If he is frustrated at school, see if you and the teacher can agree another way for him to show his frustration. Eg can he wait until the next break and then tell the teacher he is feeling angry?

Good luck.

rudbekia · 04/10/2010 21:44

Goodness! it sounds like you and your DS are having a bit of a rough time at the moment.

A couple of things to keep in mind - 4 is very young esp. with boys. That's not to say all 4yr old boys aren't 'ready' for school, but that they can lag behind socially.

Whilst your DS does seem to be displaying some fairly classic ASD behaviours, don't get hung up on this until it is actually confirmed. Talk to him and find out from him (as far as possible) what the problem is - too much noise/not enjoying the work etc. Finding coping strategies is important. For example, if he is feeling upset/angry/frustrated then he needs a 'safe' way of dealing with this without resorting to lashing out/tantrums. Some of our ASD students at secondary school do very well on a 'timeout' card scheme. It gives them control in an often confusing and distressing classroom environment.

I really hope you get things sorted - in the long run you might be as well to homeschool him for another year and perhaps try school again when he's older? If he can learn to adapt to doing other subjects/activities other than maths and ICT stuff with you then he will probably be more receptive to co-operation in a school environment.

He might also be picking up on your anxiety about it all which will compound the situation. Try and be as ojective as possible - yes, he's on a subsidised placement and yes, they might ask him to leave. That is not the worst thing that could happen; his happiness is much more important. It might be as well not to talk about school too much when he's home either - just some ideas. good luck.

twolittlemonkeys · 11/10/2010 17:18

Well, thought I probably ought to update you. Things improved slightly last week (I was trying with every fibre of my being to be relaxed and super-patient with him!) and on Friday his teacher said he hadn't refused to do anything she'd asked (we went to the play park as a treat after school due to this. However, today he was back to awkward and soiled himself at school Blush though oddly he doesn't seem embarrassed or bothered by this, even though I was!

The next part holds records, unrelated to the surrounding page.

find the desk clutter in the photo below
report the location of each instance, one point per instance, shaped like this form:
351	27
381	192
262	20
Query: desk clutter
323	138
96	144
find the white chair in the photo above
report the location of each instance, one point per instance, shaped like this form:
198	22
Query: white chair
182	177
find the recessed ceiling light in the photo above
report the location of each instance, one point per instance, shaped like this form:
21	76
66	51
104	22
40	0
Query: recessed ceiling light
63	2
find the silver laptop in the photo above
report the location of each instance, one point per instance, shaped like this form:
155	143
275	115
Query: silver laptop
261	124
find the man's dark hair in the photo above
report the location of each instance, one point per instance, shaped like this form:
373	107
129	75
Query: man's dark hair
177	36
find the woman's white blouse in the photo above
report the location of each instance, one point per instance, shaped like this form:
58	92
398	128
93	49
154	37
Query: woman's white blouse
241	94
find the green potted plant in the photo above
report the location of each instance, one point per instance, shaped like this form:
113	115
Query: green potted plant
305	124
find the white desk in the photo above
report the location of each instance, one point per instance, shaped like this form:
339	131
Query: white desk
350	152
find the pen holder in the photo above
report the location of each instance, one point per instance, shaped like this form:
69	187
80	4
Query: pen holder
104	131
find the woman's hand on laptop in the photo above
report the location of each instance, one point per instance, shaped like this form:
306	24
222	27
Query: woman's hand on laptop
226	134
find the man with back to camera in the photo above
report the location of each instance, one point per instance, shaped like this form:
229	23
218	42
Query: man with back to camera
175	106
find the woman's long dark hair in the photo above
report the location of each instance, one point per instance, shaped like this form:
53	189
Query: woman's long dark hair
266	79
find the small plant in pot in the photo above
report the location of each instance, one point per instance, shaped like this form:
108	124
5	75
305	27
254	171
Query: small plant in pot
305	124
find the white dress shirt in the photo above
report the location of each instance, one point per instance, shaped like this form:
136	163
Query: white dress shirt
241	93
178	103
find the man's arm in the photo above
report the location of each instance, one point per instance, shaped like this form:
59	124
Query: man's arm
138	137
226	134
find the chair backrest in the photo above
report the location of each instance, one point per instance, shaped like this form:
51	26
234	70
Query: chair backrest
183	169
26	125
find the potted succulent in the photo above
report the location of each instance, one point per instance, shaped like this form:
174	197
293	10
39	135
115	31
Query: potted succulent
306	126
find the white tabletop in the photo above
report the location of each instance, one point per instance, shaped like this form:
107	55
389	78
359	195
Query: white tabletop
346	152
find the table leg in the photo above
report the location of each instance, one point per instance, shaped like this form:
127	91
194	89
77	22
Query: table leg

Am trying not to talk much about school at home, giving him more of a chance to unwind completely. He's very black and white with regard to rules, and we have printed out and laminated a card with basic school rules on so that he has a reminder as to how he should act. I will bear in mind some of the strategies you have all suggested.

OP posts:
vess · 13/10/2010 12:02

Sounds like he's very stressed. I wouldn't worry about stretching him at the moment tbh - I'd aim for him being happy and settled, and not necesserily at that school.
At the age of 4 children still need to play a lot - including very smart ones! In fact, a lot of very smart kids benefit from a more relaxed environment and freedom to learn and explore rather than being ordered about in a very formal, structured classroom environment.

Even if the school and the bursary sound too good to miss, i'd still consider looking elsewhere, at least for the time being.